Investment Real Estate Management: A Tax Perspective For Entrepreneurs

Preface: There more to investment real estate management than property maintenance and tenant management, here’s a tax perspective.

Investment Real Estate Management: A Tax Perspective

Proper investment real estate management for business owners can pay-off big. If you’re privy to the advantage of proper tax planning before making taxing decisions, it can often put some big tax savings in the pocket of the well-advised. To understand the advantage of proper tax strategies for investment real estate management, read further.

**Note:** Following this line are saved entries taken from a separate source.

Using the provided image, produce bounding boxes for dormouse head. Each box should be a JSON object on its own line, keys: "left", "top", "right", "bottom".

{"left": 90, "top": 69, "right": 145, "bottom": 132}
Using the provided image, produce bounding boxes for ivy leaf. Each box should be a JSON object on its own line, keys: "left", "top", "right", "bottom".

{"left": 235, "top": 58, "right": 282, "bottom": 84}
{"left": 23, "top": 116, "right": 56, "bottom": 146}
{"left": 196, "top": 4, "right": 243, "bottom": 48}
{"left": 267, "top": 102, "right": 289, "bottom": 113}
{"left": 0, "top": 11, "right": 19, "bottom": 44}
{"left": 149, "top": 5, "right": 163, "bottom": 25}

Say a business owner is planning a $4m investment in a new facility for their developing business; the first pertinent tax planning item is the importance of a cost segregation study. A cost segregation study is a process of identifying personal property assets that are components in real property (the building); then segregating the personal property from the real property for tax purposes. While “property” may appear homogenized in definition to many business owners, for tax purposes there is a significant difference in the lingo between “real” and “personal” property.  The purpose of the cost segregation study is to abbreviate the depreciation time for tax purposes and therefore, accelerate the expense, resulting in more tax savings. The primary goal of the cost segregation study is to identify construction and building items that can be depreciated at an accelerated rate, e.g. 5, 7 or 15 years, and applicable bonus depreciation vs. the 39 years for the non-residential real property.

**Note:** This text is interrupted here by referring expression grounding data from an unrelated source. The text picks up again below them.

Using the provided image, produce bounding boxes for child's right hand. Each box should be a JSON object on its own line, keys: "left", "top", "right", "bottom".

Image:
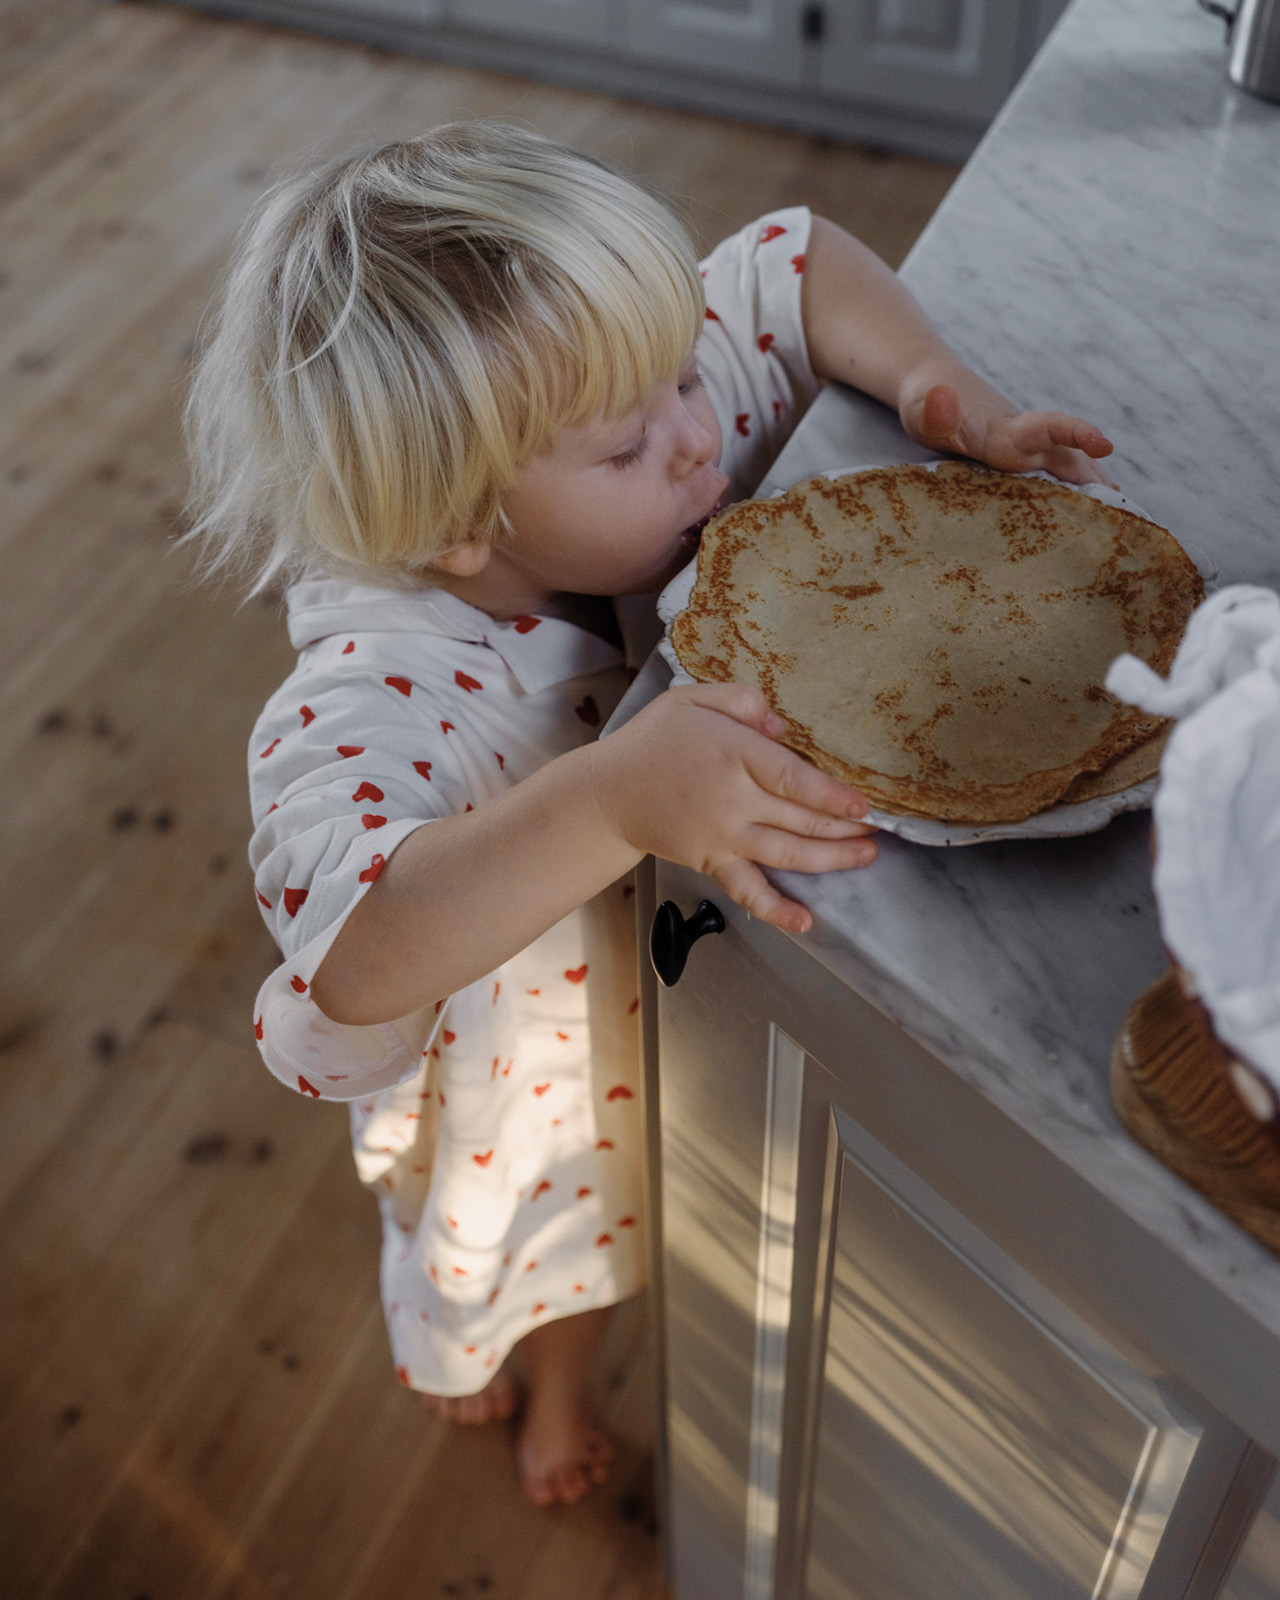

{"left": 587, "top": 682, "right": 878, "bottom": 935}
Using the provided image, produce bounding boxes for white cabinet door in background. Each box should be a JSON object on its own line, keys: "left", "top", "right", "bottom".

{"left": 818, "top": 0, "right": 1023, "bottom": 120}
{"left": 445, "top": 0, "right": 612, "bottom": 47}
{"left": 621, "top": 0, "right": 806, "bottom": 87}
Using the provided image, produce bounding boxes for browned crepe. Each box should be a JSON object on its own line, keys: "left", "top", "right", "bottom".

{"left": 671, "top": 462, "right": 1203, "bottom": 824}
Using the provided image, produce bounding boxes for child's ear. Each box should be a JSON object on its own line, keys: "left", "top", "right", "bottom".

{"left": 430, "top": 538, "right": 492, "bottom": 578}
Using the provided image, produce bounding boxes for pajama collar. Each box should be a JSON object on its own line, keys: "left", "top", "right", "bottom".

{"left": 286, "top": 578, "right": 626, "bottom": 697}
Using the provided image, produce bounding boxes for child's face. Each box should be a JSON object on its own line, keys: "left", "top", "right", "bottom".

{"left": 490, "top": 354, "right": 729, "bottom": 604}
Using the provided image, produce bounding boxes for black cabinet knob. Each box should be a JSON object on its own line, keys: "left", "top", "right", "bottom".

{"left": 649, "top": 898, "right": 726, "bottom": 987}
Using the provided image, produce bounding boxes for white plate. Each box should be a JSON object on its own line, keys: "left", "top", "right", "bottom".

{"left": 656, "top": 463, "right": 1217, "bottom": 848}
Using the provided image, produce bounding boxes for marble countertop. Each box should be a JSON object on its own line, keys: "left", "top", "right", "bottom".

{"left": 630, "top": 0, "right": 1280, "bottom": 1334}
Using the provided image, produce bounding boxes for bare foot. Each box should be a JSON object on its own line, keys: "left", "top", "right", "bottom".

{"left": 516, "top": 1396, "right": 616, "bottom": 1508}
{"left": 421, "top": 1365, "right": 520, "bottom": 1425}
{"left": 512, "top": 1305, "right": 617, "bottom": 1508}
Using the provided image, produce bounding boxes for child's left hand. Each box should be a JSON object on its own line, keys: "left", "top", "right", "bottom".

{"left": 900, "top": 379, "right": 1117, "bottom": 489}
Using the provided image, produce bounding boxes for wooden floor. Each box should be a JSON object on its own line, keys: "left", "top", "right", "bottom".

{"left": 0, "top": 2, "right": 956, "bottom": 1594}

The abbreviated depreciation period(s) obtain a greater immediate tax benefit  and expense for the investment real estate management portfolio, i.e. depreciation of say maybe 40% of building in 7 years vs. 39 years. Often, a construction engineer will prepare and review the cost segregation study for appropriateness of depreciation methodologies on the building components. The cost segregation study includes a nonintrusive yet detailed knowledge of the building’s walls, flooring, ceilings, HVAC, plumbing, electrical wiring, lighting and other soft costs, including engineering fees, and say architecture. Cost segregation studies are often outsourced to specialist firms with in-depth engineering knowledge of building components and infrastructure. At the completion of the cost segregation study, your accountant will receive detail of the building “assets”. Instead of two line items on a depreciation schedule, say $3.2m for the building and $800,000 for land, (that is like taking the IRS to a yearly smorgasbord – forfeited tax savings,) with a cost segregation study you will have the detail of each the specific building components in a segregated detail for the buildings tax depreciation schedules.

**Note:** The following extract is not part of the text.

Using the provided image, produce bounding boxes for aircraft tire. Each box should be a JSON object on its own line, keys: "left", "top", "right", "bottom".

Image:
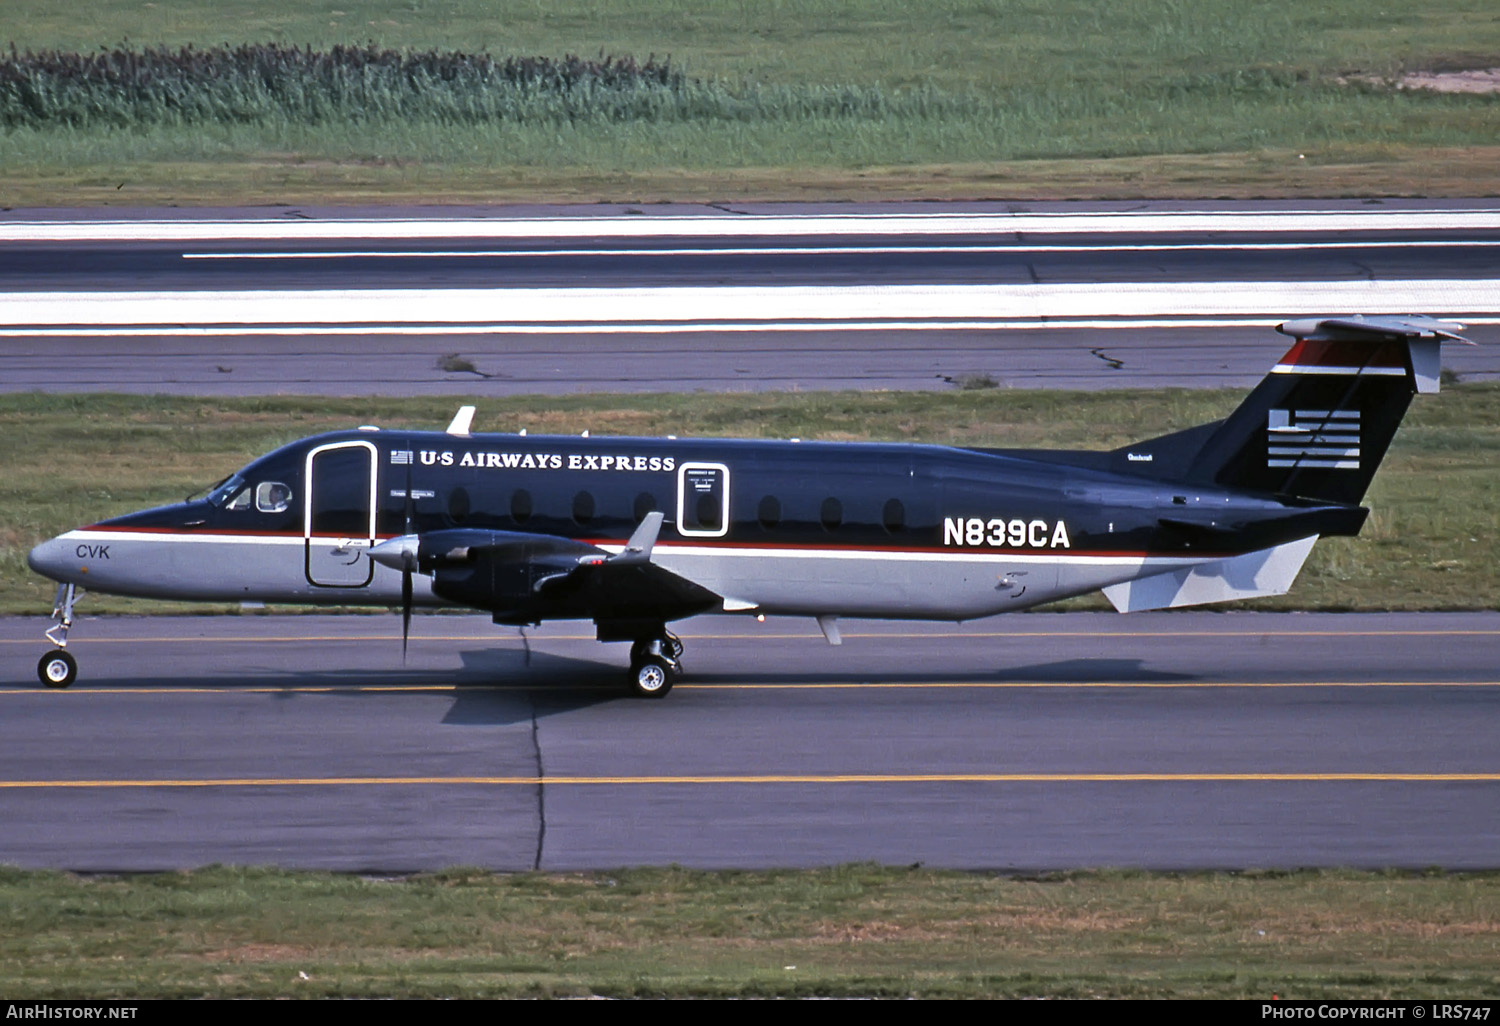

{"left": 629, "top": 656, "right": 675, "bottom": 699}
{"left": 38, "top": 649, "right": 77, "bottom": 689}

The next step in an appropriate investment real estate management is the planning recapture taxes before the sale of the portfolio. While the cost segregation study abbreviates the depreciation period and accelerates the expense, one item often considered problematic in the investment is that if you sell the property, there is recapture tax on the depreciation at ordinary rates.
An informed tax accountant will help you plan retirement, with the retirement of the components of the building from the cost segregation study. Let’s say your lighting fixtures cost basis on the cost segregation study is $250,000. Once the lighting fixtures are completely depreciated, your tax accountant should retire those assets for investment real estate management purposes. The retirement of the assets minimizes the recapture tax on a future sale of the building. The difference on the planned asset retirement is to say a capital gain tax of 20% on the lighting assets vs. ordinary recapture tax of 35%. This say 15% tax savings is $37,500 more gain on your investment real estate management, and in this example that is nearly a 1% gain on portfolio cost basis, simply from planning recapture tax savings.
If you renovate or remodel the building, you will also want to request that your tax accountant adjusts the asset depreciation schedules for appropriate asset dispositions at those appropriate times, i.e. when disposition or renovation takes place, expensing the remaining cost basis on asset dispositions and avoiding unnecessary recapture taxes in the future.
To sum it up, this blog is not to be construed as tax advice, only an awareness of the value of appropriate tax strategies for investment real estate management, and the savings and tax benefits it can bring to your business, and business partners.